Avvocato e accordo (postumo) per un compenso sproporzionato: 254.919,00 euro valgono una censura? (Redazione)

L’avvocato che chieda compensi eccessivi e anche sproporzionati rispetto alla natura e alla quantità delle prestazioni svolte pone in essere un comportamento deontologicamente rilevante (art. 29 cdf) perché lesivo del dovere di correttezza e probità a cui ciascun professionista è tenuto.

Peraltro, l’illecito in parola non è escluso dal fatto che vi sia un accordo sul compenso (art. 25 cdf) ovvero che il cliente accetti di provvedere al relativo pagamento. Ricordiamo, da ultimo, che l’accorso sul compenso va stipulato al momento del conferimento dell’incarico e non al momento in cui l’incarico è concluso.

Consiglio Nazionale Forense (pres. f.f. Napoli, rel. Consales), sentenza n. 144 del 26 maggio 2025

Nota:
In senso conforme, da ultimo, CNF n. 80/2025, CNF n. 286/2024, CNF n. 15/2023.

Nella sentenza si legge:

Ha sostenuto il CDD di Perugia che è pacifico in atti e riconosciuto dallo stesso incolpato che, verificatasi la seconda ipotesi di cui all’accordo sottoscritto presso lo studio dell’Avv. [RICORRENTE], su un importo risarcitorio spettante agli attori, poi effettivamente riscosso dall’incolpato in virtù della procura conferitagli, pari ad € 529.140,01, lo stesso incassava complessivamente le seguenti somme: € 129.000,00 a titolo di onorario, € 75.919,17 quali spese liquidate in sentenza e successivo precetto, ed € 50.000,00 per l’eventuale giudizio in Corte di Appello, per un totale di € 254.919,00 e che l’Avv. [RICORRENTE] successivamente accreditava ai clienti la somma di € 137.000 ciascuno, per complessivi € 274.000.

Secondo la valutazione del CDD di Perugia l’attività espletata in favore degli assistiti non giustifica compensi così alti, come quelli previsti nell’accordo sottoscritto dall’avvocato [RICORRENTE] con i suoi clienti.
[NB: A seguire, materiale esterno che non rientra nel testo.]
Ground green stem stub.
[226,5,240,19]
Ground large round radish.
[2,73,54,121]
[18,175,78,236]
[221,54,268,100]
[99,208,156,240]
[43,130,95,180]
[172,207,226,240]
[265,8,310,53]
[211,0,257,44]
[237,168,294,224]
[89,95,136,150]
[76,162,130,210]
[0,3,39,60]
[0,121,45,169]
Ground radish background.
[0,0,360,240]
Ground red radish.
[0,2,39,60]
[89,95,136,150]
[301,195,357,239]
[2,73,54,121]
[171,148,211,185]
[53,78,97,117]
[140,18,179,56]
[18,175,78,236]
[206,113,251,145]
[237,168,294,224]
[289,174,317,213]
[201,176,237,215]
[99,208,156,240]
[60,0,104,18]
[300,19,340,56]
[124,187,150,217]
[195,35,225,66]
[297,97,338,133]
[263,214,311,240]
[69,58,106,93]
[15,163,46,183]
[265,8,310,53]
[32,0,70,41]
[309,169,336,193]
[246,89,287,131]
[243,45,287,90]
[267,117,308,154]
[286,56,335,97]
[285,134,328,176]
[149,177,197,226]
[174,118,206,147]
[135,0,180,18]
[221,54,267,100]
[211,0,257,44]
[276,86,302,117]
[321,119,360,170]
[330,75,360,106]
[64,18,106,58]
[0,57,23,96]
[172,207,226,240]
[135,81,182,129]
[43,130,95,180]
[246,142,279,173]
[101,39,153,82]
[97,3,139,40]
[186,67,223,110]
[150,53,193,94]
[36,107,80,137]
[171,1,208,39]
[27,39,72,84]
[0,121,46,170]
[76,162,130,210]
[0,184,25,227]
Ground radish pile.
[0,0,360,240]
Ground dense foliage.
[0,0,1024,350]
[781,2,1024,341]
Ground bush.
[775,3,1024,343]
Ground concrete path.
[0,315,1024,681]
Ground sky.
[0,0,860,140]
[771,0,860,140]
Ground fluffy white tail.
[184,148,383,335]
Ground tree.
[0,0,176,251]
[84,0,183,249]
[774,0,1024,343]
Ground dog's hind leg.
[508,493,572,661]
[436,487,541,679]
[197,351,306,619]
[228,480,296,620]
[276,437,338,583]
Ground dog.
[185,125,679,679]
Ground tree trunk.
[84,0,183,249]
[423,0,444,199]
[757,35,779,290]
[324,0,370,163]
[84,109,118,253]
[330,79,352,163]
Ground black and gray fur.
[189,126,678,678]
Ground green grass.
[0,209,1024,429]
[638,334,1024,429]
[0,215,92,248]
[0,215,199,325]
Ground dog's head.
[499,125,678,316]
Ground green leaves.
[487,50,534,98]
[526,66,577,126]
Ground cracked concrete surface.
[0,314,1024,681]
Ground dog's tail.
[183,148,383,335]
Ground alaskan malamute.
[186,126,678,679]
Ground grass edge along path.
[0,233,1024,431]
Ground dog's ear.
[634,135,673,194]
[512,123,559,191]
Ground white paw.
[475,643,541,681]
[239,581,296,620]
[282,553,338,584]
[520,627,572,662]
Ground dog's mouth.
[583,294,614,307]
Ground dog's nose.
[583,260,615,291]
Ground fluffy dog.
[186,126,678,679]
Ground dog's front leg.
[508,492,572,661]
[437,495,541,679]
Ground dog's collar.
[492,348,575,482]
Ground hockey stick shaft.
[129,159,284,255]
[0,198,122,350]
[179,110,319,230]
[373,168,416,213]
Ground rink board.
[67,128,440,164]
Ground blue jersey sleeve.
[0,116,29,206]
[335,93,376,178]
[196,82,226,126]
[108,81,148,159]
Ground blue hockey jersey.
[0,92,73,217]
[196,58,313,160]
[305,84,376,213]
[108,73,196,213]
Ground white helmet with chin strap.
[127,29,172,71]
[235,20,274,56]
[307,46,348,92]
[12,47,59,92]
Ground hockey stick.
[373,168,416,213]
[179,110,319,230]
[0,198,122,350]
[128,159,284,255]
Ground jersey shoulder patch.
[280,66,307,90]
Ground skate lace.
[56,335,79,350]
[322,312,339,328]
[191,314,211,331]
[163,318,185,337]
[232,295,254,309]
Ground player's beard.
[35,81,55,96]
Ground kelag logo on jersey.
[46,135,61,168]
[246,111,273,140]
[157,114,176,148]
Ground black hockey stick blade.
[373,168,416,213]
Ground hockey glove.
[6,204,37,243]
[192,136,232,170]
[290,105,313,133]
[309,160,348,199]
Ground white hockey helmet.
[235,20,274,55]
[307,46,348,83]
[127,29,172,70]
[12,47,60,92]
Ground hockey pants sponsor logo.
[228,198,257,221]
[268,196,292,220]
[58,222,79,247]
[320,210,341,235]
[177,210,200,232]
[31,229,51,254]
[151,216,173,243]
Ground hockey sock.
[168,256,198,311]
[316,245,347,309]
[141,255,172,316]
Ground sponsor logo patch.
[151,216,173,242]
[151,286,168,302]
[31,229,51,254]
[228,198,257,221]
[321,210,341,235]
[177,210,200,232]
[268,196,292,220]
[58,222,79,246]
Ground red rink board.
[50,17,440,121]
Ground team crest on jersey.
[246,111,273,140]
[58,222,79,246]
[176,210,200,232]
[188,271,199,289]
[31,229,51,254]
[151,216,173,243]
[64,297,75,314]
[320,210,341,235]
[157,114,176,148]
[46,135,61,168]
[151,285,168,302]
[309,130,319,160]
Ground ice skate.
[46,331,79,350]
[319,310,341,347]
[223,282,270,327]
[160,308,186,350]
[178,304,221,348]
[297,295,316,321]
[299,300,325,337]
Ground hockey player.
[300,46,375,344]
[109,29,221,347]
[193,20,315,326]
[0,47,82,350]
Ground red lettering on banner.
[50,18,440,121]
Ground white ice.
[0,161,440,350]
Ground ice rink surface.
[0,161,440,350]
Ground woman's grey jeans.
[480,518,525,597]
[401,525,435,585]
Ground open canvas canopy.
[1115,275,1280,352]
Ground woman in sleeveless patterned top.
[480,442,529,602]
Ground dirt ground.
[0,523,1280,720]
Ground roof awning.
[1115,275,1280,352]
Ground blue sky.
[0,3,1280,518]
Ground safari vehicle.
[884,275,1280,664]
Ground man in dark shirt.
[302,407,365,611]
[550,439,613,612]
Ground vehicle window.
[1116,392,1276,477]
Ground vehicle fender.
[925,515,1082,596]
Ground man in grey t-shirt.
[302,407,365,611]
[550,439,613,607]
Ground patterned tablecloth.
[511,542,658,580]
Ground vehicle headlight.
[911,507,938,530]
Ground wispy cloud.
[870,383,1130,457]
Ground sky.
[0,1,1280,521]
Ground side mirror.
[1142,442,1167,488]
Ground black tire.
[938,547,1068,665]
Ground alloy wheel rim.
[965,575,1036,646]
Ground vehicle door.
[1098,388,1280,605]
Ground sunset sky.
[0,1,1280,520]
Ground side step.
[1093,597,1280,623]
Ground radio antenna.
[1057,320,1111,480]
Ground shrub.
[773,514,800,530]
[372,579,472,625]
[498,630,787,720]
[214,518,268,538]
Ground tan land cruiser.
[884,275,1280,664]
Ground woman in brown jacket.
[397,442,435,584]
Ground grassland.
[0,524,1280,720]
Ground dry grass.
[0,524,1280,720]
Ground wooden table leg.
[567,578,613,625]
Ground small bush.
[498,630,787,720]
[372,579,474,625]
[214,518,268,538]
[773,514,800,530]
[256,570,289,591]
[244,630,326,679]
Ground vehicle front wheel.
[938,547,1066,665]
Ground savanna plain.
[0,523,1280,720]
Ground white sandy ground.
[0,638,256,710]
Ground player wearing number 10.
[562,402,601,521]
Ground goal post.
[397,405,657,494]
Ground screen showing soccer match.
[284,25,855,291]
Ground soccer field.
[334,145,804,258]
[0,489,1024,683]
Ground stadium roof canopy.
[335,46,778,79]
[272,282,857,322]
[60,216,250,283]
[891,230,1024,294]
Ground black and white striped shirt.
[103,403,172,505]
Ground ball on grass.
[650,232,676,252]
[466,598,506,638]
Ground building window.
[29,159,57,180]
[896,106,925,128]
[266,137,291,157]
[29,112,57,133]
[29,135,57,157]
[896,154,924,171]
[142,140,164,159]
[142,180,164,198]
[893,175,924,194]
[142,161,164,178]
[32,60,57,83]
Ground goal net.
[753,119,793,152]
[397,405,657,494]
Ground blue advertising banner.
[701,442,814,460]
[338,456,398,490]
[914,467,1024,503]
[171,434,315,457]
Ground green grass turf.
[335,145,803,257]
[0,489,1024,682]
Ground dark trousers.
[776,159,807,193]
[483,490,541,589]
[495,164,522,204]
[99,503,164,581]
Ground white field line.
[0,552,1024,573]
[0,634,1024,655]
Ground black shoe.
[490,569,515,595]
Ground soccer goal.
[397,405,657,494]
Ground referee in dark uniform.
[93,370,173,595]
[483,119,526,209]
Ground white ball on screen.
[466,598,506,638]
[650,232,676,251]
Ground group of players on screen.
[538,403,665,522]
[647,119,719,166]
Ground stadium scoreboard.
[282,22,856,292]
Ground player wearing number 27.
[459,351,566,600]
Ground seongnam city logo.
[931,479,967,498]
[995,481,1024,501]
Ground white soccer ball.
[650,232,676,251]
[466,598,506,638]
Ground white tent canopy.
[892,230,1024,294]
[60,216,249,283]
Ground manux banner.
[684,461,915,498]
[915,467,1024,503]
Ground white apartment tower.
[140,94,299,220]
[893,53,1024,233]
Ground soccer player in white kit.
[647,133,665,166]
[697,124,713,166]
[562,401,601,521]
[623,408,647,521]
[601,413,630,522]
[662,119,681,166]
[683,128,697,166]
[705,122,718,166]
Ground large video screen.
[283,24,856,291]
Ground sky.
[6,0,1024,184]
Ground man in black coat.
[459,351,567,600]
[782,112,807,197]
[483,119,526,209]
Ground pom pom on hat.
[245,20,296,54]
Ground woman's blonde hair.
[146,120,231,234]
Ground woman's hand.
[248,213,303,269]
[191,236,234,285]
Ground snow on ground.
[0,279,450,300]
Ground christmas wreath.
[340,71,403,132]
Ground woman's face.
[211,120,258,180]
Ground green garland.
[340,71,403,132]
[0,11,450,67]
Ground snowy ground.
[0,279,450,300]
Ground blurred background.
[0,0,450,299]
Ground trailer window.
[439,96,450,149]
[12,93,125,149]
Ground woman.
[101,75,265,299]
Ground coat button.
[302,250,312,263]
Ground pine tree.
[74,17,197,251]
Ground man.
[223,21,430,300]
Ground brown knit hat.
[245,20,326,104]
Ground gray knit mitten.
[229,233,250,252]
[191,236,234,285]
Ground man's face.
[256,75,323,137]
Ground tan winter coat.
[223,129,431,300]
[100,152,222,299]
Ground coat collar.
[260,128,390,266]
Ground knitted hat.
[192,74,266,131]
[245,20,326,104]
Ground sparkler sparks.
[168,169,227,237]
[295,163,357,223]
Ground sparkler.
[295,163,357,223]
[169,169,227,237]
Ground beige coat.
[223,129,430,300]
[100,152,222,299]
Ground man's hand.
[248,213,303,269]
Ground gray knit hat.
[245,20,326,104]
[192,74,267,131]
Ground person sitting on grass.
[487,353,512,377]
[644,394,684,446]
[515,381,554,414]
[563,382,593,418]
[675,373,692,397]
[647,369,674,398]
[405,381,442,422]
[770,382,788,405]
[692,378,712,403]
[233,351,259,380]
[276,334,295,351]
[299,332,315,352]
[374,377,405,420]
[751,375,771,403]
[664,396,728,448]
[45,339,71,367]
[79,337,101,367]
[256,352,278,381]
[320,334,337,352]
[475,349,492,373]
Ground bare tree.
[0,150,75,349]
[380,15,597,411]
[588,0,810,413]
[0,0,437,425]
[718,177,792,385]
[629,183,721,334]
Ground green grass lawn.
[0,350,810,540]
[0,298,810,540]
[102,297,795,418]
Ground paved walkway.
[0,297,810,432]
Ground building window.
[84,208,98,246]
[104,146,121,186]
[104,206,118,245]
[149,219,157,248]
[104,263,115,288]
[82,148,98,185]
L’assunto sostenuto dal CDD è corretto e sul punto si deve aggiungere che l’accordo in questione, anziché legittimare il compenso pattuito suscita non poche perplessità sulla condotta tenuta dal ricorrente nella vicenda in esame.

Infatti, l’accordo sul compenso, per quanto previsto dalla legge professionale, va stipulato al momento del conferimento dell’incarico e non al momento in cui l’incarico è concluso.

L’art. 13, comma 2, della Legge n. 247/2012 prevede infatti che “Il compenso spettante al professionista è pattuito di regola per iscritto all’atto del conferimento dell’incarico professionale”.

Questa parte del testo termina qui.